According to this article in the StarTribune, families that eat together enjoy an overall healthier lifestyle. However with so many families experiencing life running away from them in any number of directions, how can everyone enjoy the supposed benefits of family meal time while still meeting the expectations of our current way of life?
From the article:
Sept. 26 marks the 10th anniversary of Family Day: A Day to Eat Dinner With Your Family, launched by the National Center on Addiction and Substance Abuse at Columbia University. According to the center’s research, kids who eat meals more frequently with their parents are less likely to smoke, drink or use drugs. They are also more likely to do well in school and have better self-esteem.
In 2010, Search Institute surveyed 89,000 kids nationally in grades six through 12 on the subject of family meals; 46 percent reported they eat five or more meals with their families each week while 24 percent said they ate once per week (or less) with their families.
When I was growing up there were very few days, and I could probably count them on two hands and two feet, where we did not sit down as a family to have dinner together. While it is obviously much easier when the family is so very small, never-the-less it was surprising to see so few families eating together as frequently as I remember doing so growing up. With that sort of background in mind and an identical small family size, I am doing the same thing in my own house with my family and I cannot imagine doing it any other way.
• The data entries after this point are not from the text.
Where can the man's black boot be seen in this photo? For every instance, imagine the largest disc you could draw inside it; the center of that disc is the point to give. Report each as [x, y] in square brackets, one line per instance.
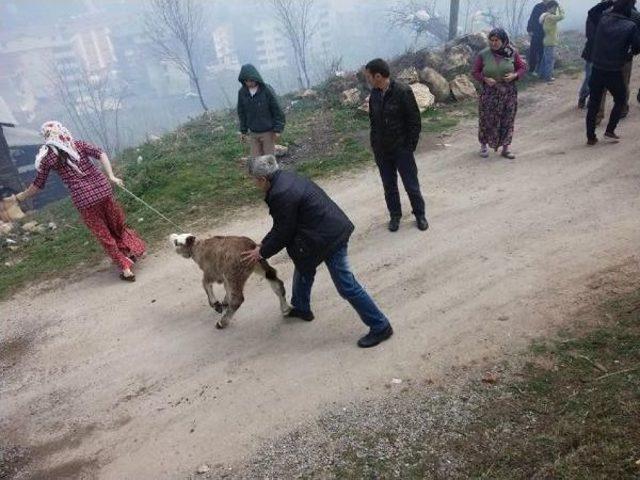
[295, 313]
[422, 223]
[372, 339]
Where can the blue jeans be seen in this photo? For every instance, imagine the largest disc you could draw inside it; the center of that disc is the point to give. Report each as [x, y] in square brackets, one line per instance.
[584, 90]
[347, 286]
[404, 163]
[545, 70]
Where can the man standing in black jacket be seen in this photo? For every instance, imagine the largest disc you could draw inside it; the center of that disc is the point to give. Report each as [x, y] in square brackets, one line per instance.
[617, 40]
[261, 118]
[593, 19]
[395, 130]
[313, 229]
[536, 34]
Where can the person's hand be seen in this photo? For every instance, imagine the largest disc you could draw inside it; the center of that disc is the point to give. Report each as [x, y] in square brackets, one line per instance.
[510, 77]
[251, 257]
[117, 181]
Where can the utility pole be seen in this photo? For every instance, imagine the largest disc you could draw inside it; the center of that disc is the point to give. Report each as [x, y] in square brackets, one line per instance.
[453, 19]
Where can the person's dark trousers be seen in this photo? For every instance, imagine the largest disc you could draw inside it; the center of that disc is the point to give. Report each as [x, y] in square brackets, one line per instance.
[600, 82]
[404, 163]
[347, 286]
[536, 50]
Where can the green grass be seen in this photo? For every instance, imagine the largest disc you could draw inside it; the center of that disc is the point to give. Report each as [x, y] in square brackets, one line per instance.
[192, 175]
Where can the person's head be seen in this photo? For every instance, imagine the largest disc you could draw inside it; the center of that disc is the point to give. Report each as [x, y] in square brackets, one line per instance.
[624, 7]
[262, 169]
[377, 73]
[498, 39]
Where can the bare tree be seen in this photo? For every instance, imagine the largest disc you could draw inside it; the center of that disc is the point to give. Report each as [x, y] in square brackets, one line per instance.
[421, 18]
[92, 102]
[515, 16]
[299, 23]
[175, 28]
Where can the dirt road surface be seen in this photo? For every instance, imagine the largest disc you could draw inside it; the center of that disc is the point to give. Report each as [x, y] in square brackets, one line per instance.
[102, 379]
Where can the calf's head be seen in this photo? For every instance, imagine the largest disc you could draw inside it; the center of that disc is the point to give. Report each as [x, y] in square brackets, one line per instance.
[183, 243]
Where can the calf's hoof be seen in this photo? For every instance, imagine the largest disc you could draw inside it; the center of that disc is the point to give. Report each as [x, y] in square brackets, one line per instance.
[218, 307]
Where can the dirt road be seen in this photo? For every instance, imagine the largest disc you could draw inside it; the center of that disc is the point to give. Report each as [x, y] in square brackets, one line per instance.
[113, 381]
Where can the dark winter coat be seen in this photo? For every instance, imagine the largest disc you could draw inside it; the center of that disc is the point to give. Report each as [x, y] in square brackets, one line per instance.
[395, 119]
[534, 27]
[260, 113]
[305, 221]
[617, 40]
[593, 19]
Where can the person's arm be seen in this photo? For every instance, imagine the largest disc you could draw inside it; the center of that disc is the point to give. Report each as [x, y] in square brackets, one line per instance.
[478, 68]
[285, 218]
[413, 119]
[242, 115]
[277, 114]
[98, 154]
[635, 41]
[520, 65]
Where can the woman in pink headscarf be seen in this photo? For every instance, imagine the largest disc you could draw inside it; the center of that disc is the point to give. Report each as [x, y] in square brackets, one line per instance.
[90, 191]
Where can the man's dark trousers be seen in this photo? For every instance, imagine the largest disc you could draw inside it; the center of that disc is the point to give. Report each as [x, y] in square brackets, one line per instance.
[602, 80]
[536, 50]
[404, 163]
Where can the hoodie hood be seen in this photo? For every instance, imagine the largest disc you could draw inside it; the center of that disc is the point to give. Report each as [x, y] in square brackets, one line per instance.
[249, 72]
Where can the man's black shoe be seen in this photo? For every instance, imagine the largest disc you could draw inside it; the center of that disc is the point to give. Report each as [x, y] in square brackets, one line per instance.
[372, 339]
[295, 313]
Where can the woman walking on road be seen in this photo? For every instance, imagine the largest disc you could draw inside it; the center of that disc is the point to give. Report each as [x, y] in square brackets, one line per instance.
[90, 192]
[498, 68]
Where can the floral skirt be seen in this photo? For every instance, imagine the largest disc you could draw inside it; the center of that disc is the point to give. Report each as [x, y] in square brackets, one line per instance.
[106, 221]
[498, 107]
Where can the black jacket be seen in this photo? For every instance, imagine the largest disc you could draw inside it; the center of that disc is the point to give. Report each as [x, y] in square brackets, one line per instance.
[260, 113]
[534, 27]
[305, 221]
[395, 119]
[617, 40]
[593, 19]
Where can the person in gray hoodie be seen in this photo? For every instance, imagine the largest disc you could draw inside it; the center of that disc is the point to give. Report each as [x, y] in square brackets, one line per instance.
[261, 118]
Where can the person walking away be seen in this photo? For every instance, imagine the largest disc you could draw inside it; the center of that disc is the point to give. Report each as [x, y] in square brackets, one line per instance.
[314, 230]
[617, 38]
[395, 131]
[536, 35]
[90, 192]
[549, 21]
[498, 67]
[261, 118]
[593, 19]
[627, 70]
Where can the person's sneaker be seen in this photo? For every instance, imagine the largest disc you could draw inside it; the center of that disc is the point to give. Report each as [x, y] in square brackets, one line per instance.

But as mentioned above, with the way families exist nowadays it has to be difficult to get in those family meals and avoid all the negative consequences associated with not eating together as a family. So the question for you is this: what do your families do to ensure that meals are eaten together frequently? If you aren’t able to have more than one or two meals together a week how do you include healthy eating options in your dinners and provide your families with the positives which are generally attributed to eating together? Do you think that the article and cited research makes some pretty big leaps and that eating together really doesn’t do anything they claim? Whatever you have to say about this article go ahead and comment on as I’d love to hear your thoughts.